The industry is also simplifying the usage of television. Super-connected and smart sets, complete with high-quality image and sound, can now completely supplant the smartphone screen when it comes to watching content.
The big brands in TV had plenty to show off. TCL’s Hisense presser was about adding more features in its 2020 line-up of quantum dot TVs. Ad support streamer Tubi will be embedded in Hisense TVs offering over 20,000 titles, from horror films to reality TV. A big ad draw for Tubi is its demographics – reaching more thirty-somethings than traditional broadcasters.
And 8K was everywhere, Samsung’s 2020 TVs bringing many more consumer choices to market. Samsung Filmmaker Mode was well received and promises to improve picture processing so that viewers can watch as directors meant them to in terms of aspect ratio, colour and frame rate.
Growth of streaming and OTT reach to fuel ad growth
The Global Over the Top (OTT) Services Market is set to reach USD 132.4 million by 2025, so there was plenty to talk about in streaming and OTT services at CES.
TiVo is tossing its hat into the streaming game with a new 4K-capable, Android TV-powered device that will be sold at retail and distributed in tandem with cable operators. Quibi, designed for viewing on a phone, in 10 minutes or less, was also present at the show, with the promise of a roster of Hollywood stars to build interest in video-streaming technology.
A key stat quoted at CES was 20%-30% of TV viewing is on streaming services but only 3% of advertising budgets are allocated to these platforms. Linda Yaccarino of NBC said that 2020 could be the year of change and significant benefits from digital advertising in terms of responding to demand from advertisers for safe environments in which to run their ads.

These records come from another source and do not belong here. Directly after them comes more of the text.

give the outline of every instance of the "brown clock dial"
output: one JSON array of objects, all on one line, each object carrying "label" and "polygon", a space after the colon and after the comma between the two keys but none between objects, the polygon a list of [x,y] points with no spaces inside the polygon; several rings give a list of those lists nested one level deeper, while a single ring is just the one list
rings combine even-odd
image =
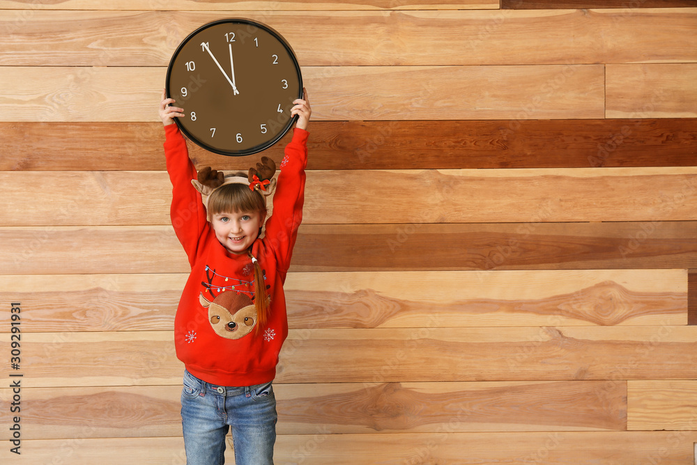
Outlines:
[{"label": "brown clock dial", "polygon": [[226,19],[201,26],[175,51],[167,68],[168,97],[184,109],[181,131],[222,155],[254,153],[288,131],[302,78],[293,49],[259,22]]}]

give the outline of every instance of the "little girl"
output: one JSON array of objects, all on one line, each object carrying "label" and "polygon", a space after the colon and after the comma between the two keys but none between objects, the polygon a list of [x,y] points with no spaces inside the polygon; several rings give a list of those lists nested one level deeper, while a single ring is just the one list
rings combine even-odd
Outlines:
[{"label": "little girl", "polygon": [[[273,162],[267,159],[246,177],[224,179],[209,169],[197,176],[174,124],[184,110],[162,93],[171,222],[191,266],[174,321],[177,357],[185,368],[181,416],[188,465],[223,464],[229,428],[237,465],[273,463],[271,381],[288,335],[283,283],[302,219],[312,114],[304,97],[293,102],[291,114],[298,119],[260,238]],[[192,183],[197,178],[201,182]]]}]

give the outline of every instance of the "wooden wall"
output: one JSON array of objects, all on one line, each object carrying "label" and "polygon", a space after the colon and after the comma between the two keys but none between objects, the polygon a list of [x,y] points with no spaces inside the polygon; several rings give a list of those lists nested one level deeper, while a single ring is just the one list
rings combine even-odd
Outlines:
[{"label": "wooden wall", "polygon": [[3,463],[185,462],[157,106],[225,17],[314,109],[277,463],[694,463],[697,1],[0,0]]}]

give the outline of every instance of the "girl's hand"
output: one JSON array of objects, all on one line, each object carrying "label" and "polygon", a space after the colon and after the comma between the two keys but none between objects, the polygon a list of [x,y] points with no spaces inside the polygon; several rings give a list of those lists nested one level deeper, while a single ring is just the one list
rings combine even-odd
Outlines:
[{"label": "girl's hand", "polygon": [[177,107],[168,107],[174,103],[174,98],[167,98],[164,89],[162,89],[162,101],[160,102],[160,119],[162,120],[162,124],[168,126],[174,123],[173,118],[178,118],[184,116],[184,109]]},{"label": "girl's hand", "polygon": [[296,123],[296,128],[300,129],[307,129],[307,122],[309,121],[309,116],[312,114],[312,109],[309,106],[309,100],[307,98],[307,91],[302,88],[302,97],[293,101],[295,106],[291,109],[291,117],[298,115],[298,122]]}]

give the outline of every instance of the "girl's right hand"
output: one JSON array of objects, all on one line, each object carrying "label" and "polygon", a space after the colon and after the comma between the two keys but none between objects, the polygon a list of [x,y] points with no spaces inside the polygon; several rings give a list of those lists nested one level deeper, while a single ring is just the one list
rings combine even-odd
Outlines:
[{"label": "girl's right hand", "polygon": [[174,103],[174,98],[167,98],[164,89],[162,89],[162,101],[160,102],[160,119],[162,124],[168,126],[174,123],[174,118],[184,116],[184,109],[178,107],[167,106]]}]

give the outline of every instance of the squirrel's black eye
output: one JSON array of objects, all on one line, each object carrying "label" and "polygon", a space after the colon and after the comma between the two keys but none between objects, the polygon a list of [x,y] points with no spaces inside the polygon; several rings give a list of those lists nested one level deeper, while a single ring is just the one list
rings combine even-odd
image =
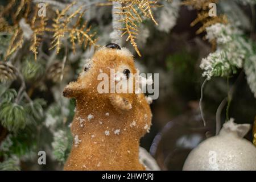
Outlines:
[{"label": "squirrel's black eye", "polygon": [[125,75],[127,79],[128,79],[130,77],[130,74],[131,73],[131,72],[128,69],[125,69],[123,70],[123,73]]},{"label": "squirrel's black eye", "polygon": [[106,47],[110,48],[111,49],[119,49],[121,50],[121,47],[115,43],[109,43],[106,45]]}]

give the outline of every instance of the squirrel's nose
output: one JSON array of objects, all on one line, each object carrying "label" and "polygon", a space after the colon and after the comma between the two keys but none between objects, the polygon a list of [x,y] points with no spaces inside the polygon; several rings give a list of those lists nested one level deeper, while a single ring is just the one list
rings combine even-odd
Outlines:
[{"label": "squirrel's nose", "polygon": [[120,46],[119,46],[118,45],[117,45],[117,44],[115,43],[109,43],[106,45],[106,47],[108,48],[110,48],[111,49],[119,49],[121,50],[121,48],[120,47]]}]

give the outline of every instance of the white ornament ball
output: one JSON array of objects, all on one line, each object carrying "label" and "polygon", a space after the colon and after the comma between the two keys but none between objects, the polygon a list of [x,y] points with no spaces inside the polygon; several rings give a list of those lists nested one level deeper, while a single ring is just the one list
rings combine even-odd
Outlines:
[{"label": "white ornament ball", "polygon": [[201,143],[189,154],[184,171],[256,170],[256,147],[243,137],[249,124],[238,125],[231,119],[218,135]]}]

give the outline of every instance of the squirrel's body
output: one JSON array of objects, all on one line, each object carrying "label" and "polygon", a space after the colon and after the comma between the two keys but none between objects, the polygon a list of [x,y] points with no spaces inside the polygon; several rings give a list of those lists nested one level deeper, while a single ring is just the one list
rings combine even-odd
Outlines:
[{"label": "squirrel's body", "polygon": [[144,169],[139,162],[139,140],[149,130],[151,113],[144,94],[97,92],[97,75],[109,73],[108,67],[118,69],[119,64],[136,73],[132,57],[118,51],[97,51],[92,68],[64,92],[77,102],[71,126],[73,143],[65,170]]}]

Digital dominators unveil new partnerships
With Fire TV Edition for Operators, Amazon plans to make it easier for cable and satellite companies to offer a customized streaming experience. It is also pursuing deals to start selling streaming video advertising outside of its own Fire TV ecosystem, on platforms such as Apple TV, Xbox, PlayStation and Android TV.
Twitter is developing enhanced interactive features for its media partners including interactivity for events like the Oscars. Meanwhile, Twitter and the NBA, together with WarnerMedia’s Turner Sports, announced a multi-year deal extension.
Dabby, the streaming device that merges Netflix and other services, made its debut at CES 2020. This device aims to break down the barriers between streaming services, letting you search for any video content as long as it’s legal and online, without the use of apps.
Project OAR, the consortium working to recommend standard protocols for TV programmers and platforms to easily manage, sell and deliver more relevant advertising, announced a series of updates that put it on track to hit its first targets.